Zulip Chat Archive

Stream: general

Topic: Inferring decidability

Bolton Bailey (Apr 17 2022 at 01:40):

The following mwe comes from some experiments we were running on the speed of the Miller-Rabin test. Lean has no trouble figuring out that equality on zmod is decidable when evaluating fast_strong_probable_prime, but it somehow won't infer this when evaluating fermat_strong_probable_prime. Why is this? In fact, why is it even necessary to write or.decidable to prove fast_strong_probable_prime is decidable? Shouldn't the typeclass inference system know this already without having to be told?

import data.zmod.basic

def binpow {M} [has_one M] [has_mul M] (m : M) : ℕ → M :=
nat.binary_rec 1 (λ b _ ih, let ih2 := ih * ih in cond b (m * ih2) ih2)
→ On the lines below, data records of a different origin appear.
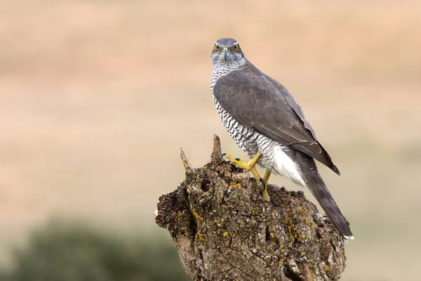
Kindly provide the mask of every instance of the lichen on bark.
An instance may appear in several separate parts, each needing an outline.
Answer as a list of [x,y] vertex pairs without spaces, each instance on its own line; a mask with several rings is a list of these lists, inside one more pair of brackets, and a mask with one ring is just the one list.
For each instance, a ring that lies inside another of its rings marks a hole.
[[302,191],[258,181],[221,156],[214,137],[210,163],[193,169],[181,151],[185,180],[159,198],[156,224],[166,228],[194,280],[337,280],[345,242]]

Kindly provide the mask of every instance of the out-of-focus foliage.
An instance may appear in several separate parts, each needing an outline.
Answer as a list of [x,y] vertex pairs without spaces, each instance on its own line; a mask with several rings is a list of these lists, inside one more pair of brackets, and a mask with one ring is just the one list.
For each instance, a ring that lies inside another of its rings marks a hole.
[[6,281],[189,280],[177,251],[161,235],[142,240],[85,223],[53,221],[33,231],[13,254]]

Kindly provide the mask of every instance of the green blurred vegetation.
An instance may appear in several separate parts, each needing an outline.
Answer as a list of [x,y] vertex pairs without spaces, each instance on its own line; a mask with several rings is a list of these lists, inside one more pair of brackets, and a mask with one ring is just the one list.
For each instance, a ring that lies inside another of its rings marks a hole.
[[86,222],[58,220],[32,232],[13,252],[4,281],[187,281],[177,251],[162,235],[133,238]]

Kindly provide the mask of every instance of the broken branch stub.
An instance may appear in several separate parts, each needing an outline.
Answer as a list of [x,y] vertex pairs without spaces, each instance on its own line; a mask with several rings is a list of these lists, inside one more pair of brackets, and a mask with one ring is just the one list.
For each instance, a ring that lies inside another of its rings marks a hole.
[[249,173],[222,160],[214,137],[212,160],[159,198],[156,224],[166,228],[194,280],[339,280],[344,240],[302,191],[272,184],[265,202]]

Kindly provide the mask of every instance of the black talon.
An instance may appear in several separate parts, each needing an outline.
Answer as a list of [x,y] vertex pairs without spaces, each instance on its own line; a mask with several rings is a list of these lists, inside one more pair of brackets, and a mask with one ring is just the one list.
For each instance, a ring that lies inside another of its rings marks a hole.
[[275,207],[275,200],[272,197],[269,197],[269,200],[272,203],[272,208]]

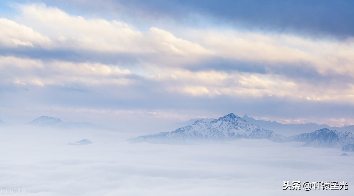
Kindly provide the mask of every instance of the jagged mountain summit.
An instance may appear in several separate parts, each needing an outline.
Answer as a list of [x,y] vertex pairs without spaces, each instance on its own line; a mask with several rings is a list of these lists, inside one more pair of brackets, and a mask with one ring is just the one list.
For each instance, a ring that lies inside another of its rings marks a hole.
[[26,123],[27,125],[46,126],[61,129],[86,128],[97,129],[113,129],[103,125],[96,125],[90,123],[67,122],[65,123],[57,118],[44,116],[37,118]]
[[328,129],[330,130],[336,130],[338,131],[354,131],[354,125],[345,125],[341,127],[330,126],[328,125],[319,125],[313,123],[301,124],[282,124],[275,121],[267,121],[262,120],[256,120],[251,117],[245,114],[241,117],[246,121],[253,125],[258,125],[266,129],[272,130],[275,133],[286,136],[313,132],[314,130],[321,129]]
[[343,147],[342,151],[345,152],[354,152],[354,144],[349,144]]
[[177,144],[241,138],[264,139],[280,142],[287,140],[285,136],[250,124],[231,113],[210,122],[199,120],[191,125],[180,128],[172,132],[141,136],[128,141],[133,143]]
[[342,148],[354,143],[354,135],[350,132],[340,132],[322,129],[308,133],[289,137],[289,141],[306,142],[303,147]]

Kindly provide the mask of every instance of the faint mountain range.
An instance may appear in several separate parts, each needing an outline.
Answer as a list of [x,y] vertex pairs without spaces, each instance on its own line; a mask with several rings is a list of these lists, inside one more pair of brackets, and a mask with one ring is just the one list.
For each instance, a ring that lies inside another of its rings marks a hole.
[[86,128],[95,129],[113,130],[103,125],[96,125],[87,122],[78,123],[68,122],[64,123],[59,118],[45,116],[41,117],[26,123],[27,125],[39,126],[50,126],[61,129]]
[[275,121],[256,120],[246,115],[242,118],[249,123],[259,126],[264,129],[272,130],[275,133],[286,136],[299,134],[303,133],[309,133],[314,130],[319,130],[322,129],[328,129],[330,130],[336,130],[338,131],[354,132],[354,125],[345,125],[341,127],[330,126],[328,125],[319,125],[316,123],[302,124],[282,124]]
[[80,140],[80,141],[75,142],[75,143],[69,143],[68,144],[69,145],[88,145],[92,144],[93,143],[93,142],[87,139],[84,139],[82,140]]
[[303,147],[340,148],[354,143],[354,135],[350,132],[341,132],[322,129],[308,133],[288,137],[289,141],[306,142]]
[[241,138],[265,139],[280,142],[287,140],[285,136],[252,125],[231,113],[210,122],[205,119],[198,120],[192,125],[172,132],[141,136],[128,141],[133,143],[178,144],[220,142]]

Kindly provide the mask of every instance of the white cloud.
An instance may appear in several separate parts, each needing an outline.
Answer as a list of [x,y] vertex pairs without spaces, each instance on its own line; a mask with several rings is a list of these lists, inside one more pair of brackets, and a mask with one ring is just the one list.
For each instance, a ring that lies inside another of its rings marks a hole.
[[36,46],[47,48],[51,41],[30,27],[19,24],[4,18],[0,18],[0,43],[9,48],[18,46],[31,47]]
[[131,73],[117,66],[100,63],[74,63],[60,61],[0,56],[0,71],[6,73],[0,81],[5,83],[66,85],[83,83],[86,85],[126,85],[134,79],[124,78]]

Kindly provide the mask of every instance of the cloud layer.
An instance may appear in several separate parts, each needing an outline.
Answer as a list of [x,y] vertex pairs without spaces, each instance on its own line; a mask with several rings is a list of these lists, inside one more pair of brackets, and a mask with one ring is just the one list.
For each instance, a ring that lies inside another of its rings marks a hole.
[[[116,6],[126,6],[121,3]],[[79,107],[87,108],[232,112],[283,121],[316,115],[354,119],[348,115],[354,105],[350,36],[315,39],[232,26],[139,26],[118,18],[70,14],[45,4],[15,5],[18,15],[0,16],[4,107],[26,94],[23,105],[41,102],[46,107],[80,102]],[[204,17],[199,19],[207,18]],[[263,106],[252,106],[259,100]],[[295,107],[287,113],[256,112],[274,110],[271,105],[279,111],[286,103]],[[314,111],[304,114],[301,109],[309,109],[299,107],[308,105]],[[348,109],[333,111],[335,116],[321,112],[336,107],[332,106]]]

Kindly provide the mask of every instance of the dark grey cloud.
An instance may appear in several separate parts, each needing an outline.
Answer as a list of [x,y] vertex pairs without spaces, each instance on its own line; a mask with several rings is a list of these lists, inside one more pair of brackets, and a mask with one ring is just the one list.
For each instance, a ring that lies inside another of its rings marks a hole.
[[85,14],[87,12],[110,18],[130,17],[136,22],[170,20],[185,25],[202,26],[204,22],[196,21],[196,16],[201,15],[206,17],[214,25],[220,24],[267,31],[293,31],[314,38],[320,35],[339,38],[354,36],[352,1],[109,0],[99,4],[95,1],[45,2],[75,13]]

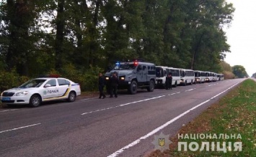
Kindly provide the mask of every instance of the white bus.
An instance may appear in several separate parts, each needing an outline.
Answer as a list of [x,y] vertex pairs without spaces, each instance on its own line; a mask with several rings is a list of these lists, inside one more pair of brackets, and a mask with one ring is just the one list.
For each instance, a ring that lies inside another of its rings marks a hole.
[[157,87],[165,87],[168,67],[156,66],[156,82]]
[[224,74],[219,74],[219,81],[224,80]]
[[195,72],[193,70],[180,70],[180,84],[186,85],[187,83],[195,83]]
[[171,73],[172,76],[172,85],[175,87],[180,84],[180,70],[178,68],[169,67],[168,72]]
[[195,72],[195,79],[196,82],[203,83],[206,82],[206,72],[199,71],[199,70],[194,70]]
[[156,66],[156,82],[157,87],[165,87],[166,77],[169,73],[172,76],[172,85],[177,87],[180,84],[180,69],[164,66]]

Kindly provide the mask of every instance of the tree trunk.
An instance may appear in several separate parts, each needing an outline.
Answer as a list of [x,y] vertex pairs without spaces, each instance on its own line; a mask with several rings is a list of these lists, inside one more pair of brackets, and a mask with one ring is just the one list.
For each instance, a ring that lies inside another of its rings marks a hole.
[[60,70],[63,61],[63,39],[64,39],[64,3],[65,0],[58,1],[56,19],[56,69]]

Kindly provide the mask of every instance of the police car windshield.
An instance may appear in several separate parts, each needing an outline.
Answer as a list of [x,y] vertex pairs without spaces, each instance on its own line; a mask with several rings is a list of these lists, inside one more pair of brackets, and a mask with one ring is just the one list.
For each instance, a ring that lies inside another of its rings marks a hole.
[[45,79],[33,79],[27,81],[27,82],[24,83],[19,87],[22,88],[27,88],[27,87],[40,87],[43,82],[45,82],[46,80]]
[[114,70],[134,70],[136,67],[133,64],[127,65],[118,65],[114,67]]

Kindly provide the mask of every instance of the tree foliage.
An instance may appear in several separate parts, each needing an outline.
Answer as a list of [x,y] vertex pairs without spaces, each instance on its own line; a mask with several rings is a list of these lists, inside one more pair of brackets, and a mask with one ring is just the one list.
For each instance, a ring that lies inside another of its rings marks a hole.
[[232,67],[233,73],[236,77],[239,78],[243,78],[244,77],[248,77],[247,72],[245,68],[242,65],[234,65]]
[[1,70],[35,77],[128,58],[220,71],[234,9],[224,0],[7,0],[0,11]]

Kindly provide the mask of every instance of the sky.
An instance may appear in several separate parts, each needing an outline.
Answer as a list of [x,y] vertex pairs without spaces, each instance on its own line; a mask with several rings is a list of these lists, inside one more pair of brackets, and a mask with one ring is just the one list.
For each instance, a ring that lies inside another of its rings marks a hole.
[[231,27],[225,29],[231,53],[225,62],[242,65],[249,76],[256,72],[256,0],[226,0],[236,9]]

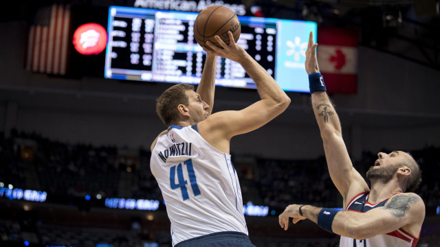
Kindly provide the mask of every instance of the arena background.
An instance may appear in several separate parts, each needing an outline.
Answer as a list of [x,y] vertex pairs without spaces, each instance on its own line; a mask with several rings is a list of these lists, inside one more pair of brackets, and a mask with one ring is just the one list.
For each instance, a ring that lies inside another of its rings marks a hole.
[[[102,16],[105,22],[109,6],[133,7],[135,1],[57,3],[82,13],[72,23]],[[362,174],[378,152],[412,154],[424,172],[417,192],[427,209],[417,246],[440,246],[439,1],[233,3],[243,4],[246,15],[256,5],[266,17],[360,31],[357,93],[331,96],[349,154]],[[164,128],[155,100],[170,84],[104,79],[95,70],[103,64],[94,64],[102,55],[87,61],[71,52],[66,75],[26,70],[30,16],[48,3],[10,1],[0,16],[0,244],[170,246],[169,221],[148,166],[149,145]],[[284,113],[232,141],[244,204],[269,208],[267,216],[246,216],[250,236],[258,246],[337,246],[338,236],[309,221],[287,232],[278,225],[278,214],[289,203],[342,204],[328,176],[310,95],[288,95],[292,104]],[[241,109],[257,99],[254,90],[217,87],[214,111]],[[17,188],[45,191],[47,200],[8,193]],[[108,198],[160,206],[111,209]]]

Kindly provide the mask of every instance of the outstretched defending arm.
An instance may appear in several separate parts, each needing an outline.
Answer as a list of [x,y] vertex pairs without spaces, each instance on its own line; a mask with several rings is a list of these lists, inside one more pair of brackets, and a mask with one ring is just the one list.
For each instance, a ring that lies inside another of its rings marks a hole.
[[420,219],[425,217],[425,205],[417,194],[405,193],[392,197],[384,207],[366,213],[292,204],[278,217],[280,226],[285,230],[289,228],[289,217],[293,217],[294,224],[307,218],[327,231],[357,239],[386,234],[409,225],[414,228],[408,226],[405,230],[417,235],[421,227]]
[[315,51],[317,46],[318,44],[313,43],[313,33],[311,32],[305,53],[305,69],[309,75],[311,103],[324,143],[329,172],[344,198],[345,207],[348,202],[346,200],[349,200],[359,193],[368,191],[368,187],[351,164],[342,139],[339,117],[325,91],[322,76],[319,71]]

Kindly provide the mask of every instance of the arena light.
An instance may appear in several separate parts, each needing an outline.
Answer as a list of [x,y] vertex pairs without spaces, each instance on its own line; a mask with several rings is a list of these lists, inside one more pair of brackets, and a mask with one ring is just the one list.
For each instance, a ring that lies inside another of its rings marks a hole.
[[[3,184],[1,183],[0,185]],[[3,184],[4,185],[4,184]],[[47,197],[46,191],[38,191],[32,189],[15,188],[12,185],[7,187],[0,187],[0,198],[6,198],[10,200],[24,200],[31,202],[44,202]]]
[[105,207],[120,209],[156,211],[160,202],[157,200],[106,198]]
[[84,24],[75,30],[73,43],[76,51],[81,54],[98,54],[105,49],[107,32],[99,24]]
[[252,202],[243,205],[243,213],[248,216],[267,216],[269,213],[269,207],[254,205]]

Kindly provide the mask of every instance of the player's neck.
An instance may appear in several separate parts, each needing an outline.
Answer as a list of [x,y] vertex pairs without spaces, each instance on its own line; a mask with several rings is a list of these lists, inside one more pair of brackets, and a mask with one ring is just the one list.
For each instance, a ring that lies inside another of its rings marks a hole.
[[388,183],[371,181],[371,189],[368,201],[371,204],[380,202],[401,192],[402,190],[400,186],[392,181]]

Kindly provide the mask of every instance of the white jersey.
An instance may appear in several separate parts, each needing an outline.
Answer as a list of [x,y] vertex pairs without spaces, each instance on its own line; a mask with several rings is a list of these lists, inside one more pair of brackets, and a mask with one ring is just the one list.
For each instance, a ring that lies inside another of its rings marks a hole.
[[[364,192],[355,196],[349,203],[346,210],[365,213],[373,209],[384,207],[388,200],[386,199],[376,204],[371,204],[367,202],[368,194],[368,192]],[[362,240],[341,236],[339,246],[340,247],[415,247],[418,240],[418,237],[415,237],[399,228],[390,233],[375,235]]]
[[212,147],[197,130],[171,126],[151,152],[150,167],[171,222],[173,246],[218,232],[248,234],[230,155]]

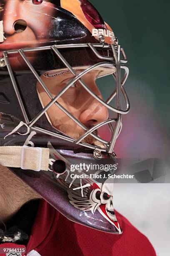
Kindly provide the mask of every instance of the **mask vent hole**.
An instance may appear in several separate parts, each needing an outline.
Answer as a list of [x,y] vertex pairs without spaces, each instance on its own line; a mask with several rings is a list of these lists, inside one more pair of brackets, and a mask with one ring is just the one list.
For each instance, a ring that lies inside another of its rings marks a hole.
[[27,23],[24,20],[17,20],[13,24],[14,30],[18,33],[20,33],[22,31],[24,31],[26,29],[27,27]]
[[52,169],[56,174],[63,174],[66,169],[65,164],[62,160],[56,160],[53,163]]

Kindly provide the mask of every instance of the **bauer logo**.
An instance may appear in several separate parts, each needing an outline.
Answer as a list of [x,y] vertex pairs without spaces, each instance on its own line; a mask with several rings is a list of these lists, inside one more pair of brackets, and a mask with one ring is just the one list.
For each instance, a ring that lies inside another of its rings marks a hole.
[[98,36],[99,34],[102,34],[104,36],[110,37],[112,38],[115,37],[114,33],[112,31],[108,29],[102,29],[102,28],[93,28],[92,30],[92,36]]

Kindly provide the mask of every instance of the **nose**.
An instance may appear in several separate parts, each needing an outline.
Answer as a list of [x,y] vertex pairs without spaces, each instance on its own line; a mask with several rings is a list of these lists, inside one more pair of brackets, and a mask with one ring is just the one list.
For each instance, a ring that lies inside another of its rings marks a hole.
[[3,18],[4,33],[6,34],[11,35],[15,32],[13,25],[19,18],[19,4],[18,0],[8,0],[6,2]]
[[[102,97],[96,85],[95,94],[100,98]],[[94,92],[94,90],[93,90]],[[108,109],[102,103],[88,93],[88,97],[84,95],[83,111],[80,116],[80,120],[86,126],[93,126],[108,119]]]

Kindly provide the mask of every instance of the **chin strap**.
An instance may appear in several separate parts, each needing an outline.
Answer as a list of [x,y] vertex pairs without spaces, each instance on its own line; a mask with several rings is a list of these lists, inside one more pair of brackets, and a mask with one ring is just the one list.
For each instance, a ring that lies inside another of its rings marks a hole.
[[0,164],[23,169],[48,171],[49,149],[27,146],[0,147]]

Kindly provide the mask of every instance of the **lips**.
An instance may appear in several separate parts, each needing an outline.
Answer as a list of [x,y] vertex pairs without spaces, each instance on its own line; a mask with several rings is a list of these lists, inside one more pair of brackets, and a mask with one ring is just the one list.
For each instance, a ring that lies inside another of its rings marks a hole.
[[110,211],[110,210],[108,210],[107,208],[106,208],[106,211],[108,212],[109,212],[112,215],[115,215],[115,212],[114,211]]

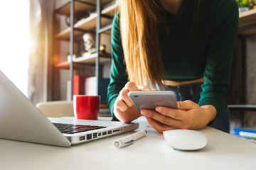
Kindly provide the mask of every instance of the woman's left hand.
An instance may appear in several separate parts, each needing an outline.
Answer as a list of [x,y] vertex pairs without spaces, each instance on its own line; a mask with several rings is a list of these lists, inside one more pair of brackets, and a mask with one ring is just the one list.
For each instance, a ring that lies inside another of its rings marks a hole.
[[157,106],[156,110],[142,110],[149,123],[159,132],[174,129],[196,130],[206,126],[216,116],[212,105],[199,106],[191,101],[178,101],[177,109]]

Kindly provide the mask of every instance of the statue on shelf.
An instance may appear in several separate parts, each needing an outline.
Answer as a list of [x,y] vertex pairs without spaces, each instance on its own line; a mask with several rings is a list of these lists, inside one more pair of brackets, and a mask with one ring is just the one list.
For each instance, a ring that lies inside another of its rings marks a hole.
[[82,54],[83,57],[89,57],[91,54],[96,52],[95,48],[95,35],[92,33],[85,33],[82,36],[85,52]]

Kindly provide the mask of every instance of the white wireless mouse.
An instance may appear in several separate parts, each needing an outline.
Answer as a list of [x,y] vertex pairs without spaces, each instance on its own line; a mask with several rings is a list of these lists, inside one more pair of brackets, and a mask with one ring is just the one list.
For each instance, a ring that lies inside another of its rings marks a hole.
[[191,130],[171,130],[163,132],[166,142],[175,149],[198,150],[206,146],[207,140],[201,132]]

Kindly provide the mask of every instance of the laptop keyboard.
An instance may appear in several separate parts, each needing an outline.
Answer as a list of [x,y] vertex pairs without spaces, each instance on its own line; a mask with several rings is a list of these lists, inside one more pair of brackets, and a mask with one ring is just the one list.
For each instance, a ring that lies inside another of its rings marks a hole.
[[72,125],[63,123],[53,123],[62,133],[74,134],[89,130],[106,128],[105,126],[92,126],[83,125]]

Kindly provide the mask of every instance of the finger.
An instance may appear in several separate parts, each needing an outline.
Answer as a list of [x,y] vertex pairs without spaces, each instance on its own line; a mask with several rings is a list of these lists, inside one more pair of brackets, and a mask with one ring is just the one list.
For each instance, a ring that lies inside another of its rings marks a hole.
[[129,90],[124,88],[119,93],[122,100],[126,103],[128,107],[132,107],[134,104],[132,102],[131,99],[128,96]]
[[177,101],[177,108],[183,110],[196,108],[198,107],[199,107],[199,106],[197,103],[189,100],[184,101]]
[[171,117],[176,120],[183,120],[184,118],[184,112],[178,109],[169,108],[166,107],[157,106],[156,110],[161,114]]
[[137,85],[137,86],[141,91],[151,91],[151,89],[146,86]]
[[139,91],[139,89],[137,88],[136,84],[132,81],[127,82],[124,88],[128,89],[129,91]]
[[149,117],[145,116],[145,118],[146,118],[146,120],[148,121],[149,125],[153,128],[156,130],[159,133],[163,133],[164,131],[176,129],[174,127],[169,126],[169,125],[164,125],[163,123],[161,123],[158,122],[157,120],[152,119]]
[[117,98],[116,101],[114,103],[114,108],[119,108],[122,111],[126,111],[128,109],[128,106],[126,103],[122,100],[120,96],[118,96]]
[[182,122],[181,120],[174,119],[169,116],[164,115],[156,111],[142,109],[141,113],[167,125],[176,128],[181,128],[182,125]]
def fast_two_multiplicity : ℕ → ℕ :=
nat.binary_rec 0 (λ b _ ih, cond b 0 (ih+1))

def fast_odd_part (n : ℕ) := n / (2 ^ fast_two_multiplicity n)

def fast_strong_probable_prime (n : nat) (a : zmod n) : Prop :=
binpow a (fast_odd_part (n-1)) = 1
∨ (∃ r : ℕ, r < fast_two_multiplicity (n-1) ∧ binpow a (2^r * fast_odd_part(n-1)) = -1)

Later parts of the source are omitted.